Hierbij voegden zij de verschillende artistieke media samen – schilderkunst, beeldhouwkunst, design – die sinds de renaissance van elkaar gescheiden waren. De vormen en kleuren van de abstracte schilderkunst vonden een nieuw leven én publiek op massaal verspreide advertentie- en propagandaposters. Het traditionele beeldhouwwerk – vroeger een ‘autonoom’ object op een voetstuk – veranderde in een beweeglijke installatie, aan het plafond gehangen, binnen en buiten op muren gemonteerd, en bij openbare politieke en culturele gelegenheden op karren voortgetrokken.

Zelfs het idee van de kunstenaar als geatomiseerde, individuele creatieveling of genie ging de laan uit, en werd vervangen door het artistieke collectief.
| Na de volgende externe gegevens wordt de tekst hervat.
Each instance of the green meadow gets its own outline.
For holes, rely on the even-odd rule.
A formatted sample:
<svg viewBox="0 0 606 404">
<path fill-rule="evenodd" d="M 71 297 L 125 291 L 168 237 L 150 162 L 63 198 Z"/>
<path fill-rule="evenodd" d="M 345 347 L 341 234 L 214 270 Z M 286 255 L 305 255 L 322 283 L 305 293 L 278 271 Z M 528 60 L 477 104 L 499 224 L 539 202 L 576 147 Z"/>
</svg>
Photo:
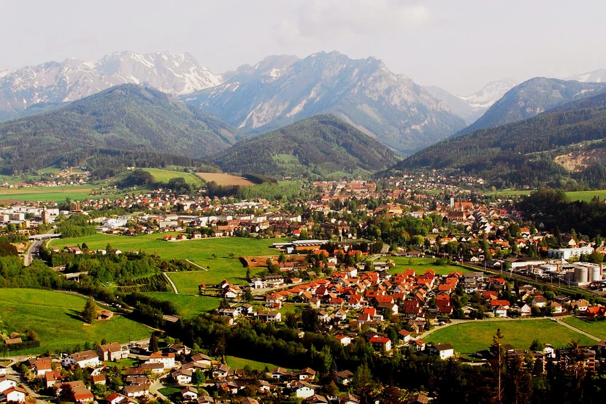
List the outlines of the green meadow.
<svg viewBox="0 0 606 404">
<path fill-rule="evenodd" d="M 198 289 L 196 287 L 196 291 Z M 149 294 L 163 300 L 173 302 L 179 310 L 179 315 L 190 317 L 201 313 L 219 308 L 221 299 L 208 296 L 192 296 L 188 294 L 175 294 L 171 292 L 149 292 Z"/>
<path fill-rule="evenodd" d="M 86 300 L 74 294 L 39 289 L 0 289 L 0 329 L 38 334 L 39 348 L 18 351 L 35 354 L 106 339 L 128 342 L 148 338 L 148 327 L 119 315 L 87 324 L 80 319 Z M 10 353 L 13 354 L 15 353 Z"/>
<path fill-rule="evenodd" d="M 435 258 L 409 258 L 406 257 L 389 257 L 388 259 L 393 260 L 396 263 L 396 266 L 390 268 L 390 273 L 397 274 L 404 272 L 408 269 L 415 270 L 415 272 L 418 274 L 422 274 L 425 271 L 434 271 L 438 275 L 447 275 L 456 271 L 459 272 L 470 272 L 470 270 L 465 269 L 458 265 L 436 265 Z M 381 257 L 379 260 L 382 261 L 385 259 Z"/>
<path fill-rule="evenodd" d="M 502 343 L 508 343 L 516 349 L 528 349 L 533 340 L 562 348 L 574 339 L 581 345 L 591 345 L 594 341 L 551 319 L 476 321 L 454 324 L 438 329 L 423 339 L 434 343 L 450 343 L 454 351 L 473 353 L 488 349 L 498 328 L 504 336 Z"/>
</svg>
Majakovski zag zichzelf niet alleen als individuele dichter, maar ook als creatieve arbeider die zijn werk in dienst van het constructivisme én de revolutie zou stellen. Dat hij dit deed zonder zijn dichterlijke, lyrische inslag los te laten is wat zijn beste werk zijn blijvende, diepe zeggingskracht verleent:

‘Ik werp mij
uit de hemels van de poezie
in het kommunisme
omdat ik daarbuiten
nergens meer
liefde zie’

Het lot van Majakovski werd bezegeld door het stalinisme. Net als vele andere ‘oude bolsjewieken’ vocht hij tegen de stagnatie van de revolutie, die tot Rusland beperkt bleef. Een groeiend aantal partijbureaucraten hielp niet de revolutie, maar zichzélf vooruit. Onder leiding van Jozef Stalin maakten zij in 1928 een finaal einde aan de revolutionaire periode in Sovjet-Rusland.

De latere werken van Majakovski vormen samen een laatste aanval op dat stalinisme. Maar de teloorgang van revolutionaire hoop betekende voor Majakovski ook het einde van de zin van het leven. Op 14 april 1930 pleegde hij zelfmoord.

Dit artikel verscheen eerder in De Socialist 258, oktober 2013.